You'd think wrong. I'm actually pretty bad at it. There are moments when I'm not quite sure that there will be a next breath, that I will never stop coughing long enough to breathe in again. For the past few months, I've a tendency to cough so hard that I pass out. That's happened while sitting, while standing, a couple of times while driving. Thank God the worst thing that's happened as a result is a broken toe and a couple of metatarsals. Needless to say, Nate has gotten plenty of practice driving, and I've had to learn how to be a passenger.

I'm on a boatload of meds. Mostly, they seem to have had little to no impact on the asthma. They've had a huge impact on my ability to sleep more than 3 or 4 hours, and if you're ever looking for a sure for weight gain method, I have your answer.

This is, of course, the tip of my healthcare nightmare iceberg. Needless to say, I've been down and distracted of late. I've been feeling overwhelmed and just this side of hopeless.

And then, miracle of miracles - a shift.
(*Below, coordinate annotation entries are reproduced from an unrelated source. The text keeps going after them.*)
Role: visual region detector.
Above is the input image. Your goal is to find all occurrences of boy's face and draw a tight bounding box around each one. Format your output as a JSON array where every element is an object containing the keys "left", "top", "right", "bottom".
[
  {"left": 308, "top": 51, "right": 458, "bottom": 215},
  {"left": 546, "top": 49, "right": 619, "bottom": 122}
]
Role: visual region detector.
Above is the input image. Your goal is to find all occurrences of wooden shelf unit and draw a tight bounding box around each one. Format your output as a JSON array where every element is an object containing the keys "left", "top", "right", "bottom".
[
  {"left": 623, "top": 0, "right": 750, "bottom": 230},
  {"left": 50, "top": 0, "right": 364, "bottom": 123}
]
Nothing has changed, not really, but yesterday - a tiny bit of ease. Feeling a tiny bit of hope that, if I won't ever be "cured;" then perhaps I can manage, maybe even be a little ok.

So of course, last night, an asthma attack. A bad one after not having had one in a week or more. At least I didn't pass out. Yay for small favors.
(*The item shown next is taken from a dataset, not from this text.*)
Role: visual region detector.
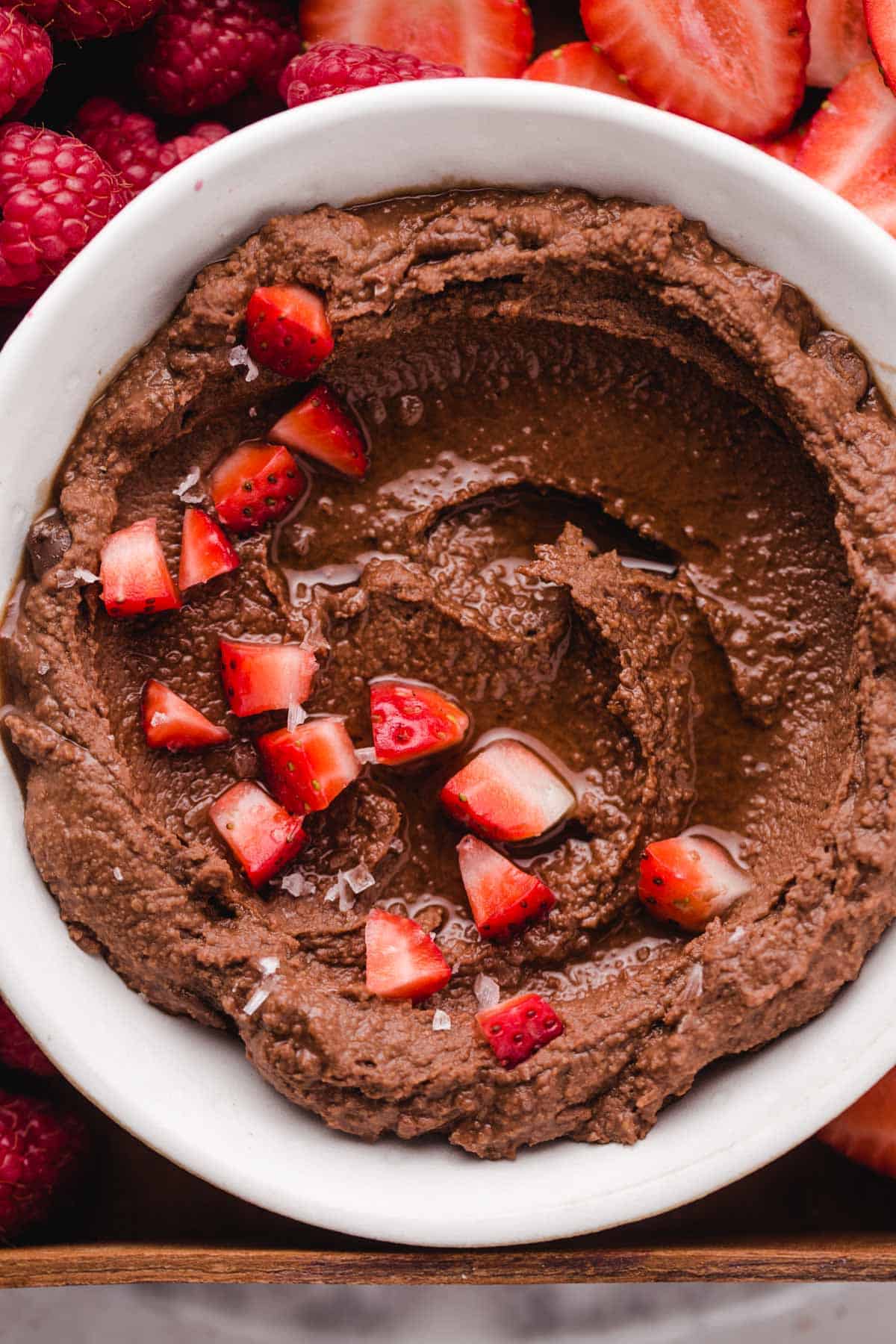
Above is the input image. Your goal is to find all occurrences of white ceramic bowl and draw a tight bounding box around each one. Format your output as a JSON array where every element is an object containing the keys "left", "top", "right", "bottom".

Is that my new bar - at least I didn't pass out? Ugh. I am discouraged and exhausted and yeah, even a little bit anxious. Dammit - I just started driving again, since I haven't passed out in more than a month! Do I have to take away my own driving privileges again?
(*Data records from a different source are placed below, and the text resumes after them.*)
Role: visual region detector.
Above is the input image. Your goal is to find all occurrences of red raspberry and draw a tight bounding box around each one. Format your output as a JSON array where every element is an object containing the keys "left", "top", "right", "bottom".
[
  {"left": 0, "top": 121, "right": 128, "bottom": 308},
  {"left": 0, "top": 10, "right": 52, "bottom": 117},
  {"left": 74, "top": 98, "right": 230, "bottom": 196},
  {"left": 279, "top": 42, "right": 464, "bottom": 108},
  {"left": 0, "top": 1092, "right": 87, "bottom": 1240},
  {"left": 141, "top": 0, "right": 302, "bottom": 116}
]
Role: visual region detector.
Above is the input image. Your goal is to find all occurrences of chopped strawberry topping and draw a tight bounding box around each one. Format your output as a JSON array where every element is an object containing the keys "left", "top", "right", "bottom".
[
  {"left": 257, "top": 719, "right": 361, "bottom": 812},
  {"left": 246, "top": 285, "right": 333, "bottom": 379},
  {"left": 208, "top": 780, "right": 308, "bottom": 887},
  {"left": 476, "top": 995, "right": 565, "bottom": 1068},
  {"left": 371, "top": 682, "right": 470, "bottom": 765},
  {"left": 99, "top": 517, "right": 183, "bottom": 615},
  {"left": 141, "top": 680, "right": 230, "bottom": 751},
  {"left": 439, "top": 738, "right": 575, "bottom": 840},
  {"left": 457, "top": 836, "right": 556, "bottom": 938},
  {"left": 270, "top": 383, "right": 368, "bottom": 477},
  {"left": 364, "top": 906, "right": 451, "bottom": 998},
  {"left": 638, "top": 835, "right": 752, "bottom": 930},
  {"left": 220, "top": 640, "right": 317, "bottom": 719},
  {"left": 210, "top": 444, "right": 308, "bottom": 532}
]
And there it is. Yes, I'm worried about my health. Who wouldn't be?! Various parts of my body are freaking around their edges, breaking or grumbling under the strain of time. Lucky me.

But. Always a "but."

My biggest concern - at the age of almost 57, all I can do is... wait. Keep doing what my docs suggest. Take my meds, even when I start to maybe feel better. Listen. Ask for help. I get to be a passenger, get to be taken care of, get to not know. 

Still.

I hate that. All the control I insist I have, that I cling to, until I have those little half moon marks in my palms from where my fingers have dig into the skin - it's the worst kind of illusion, because the only person I can fool (and not very well at that) is me.

Time to be a passenger. Time to be carried. I suppose there are worse things than that, yeah? I suppose this old control freak can find a bit of grace, even in that.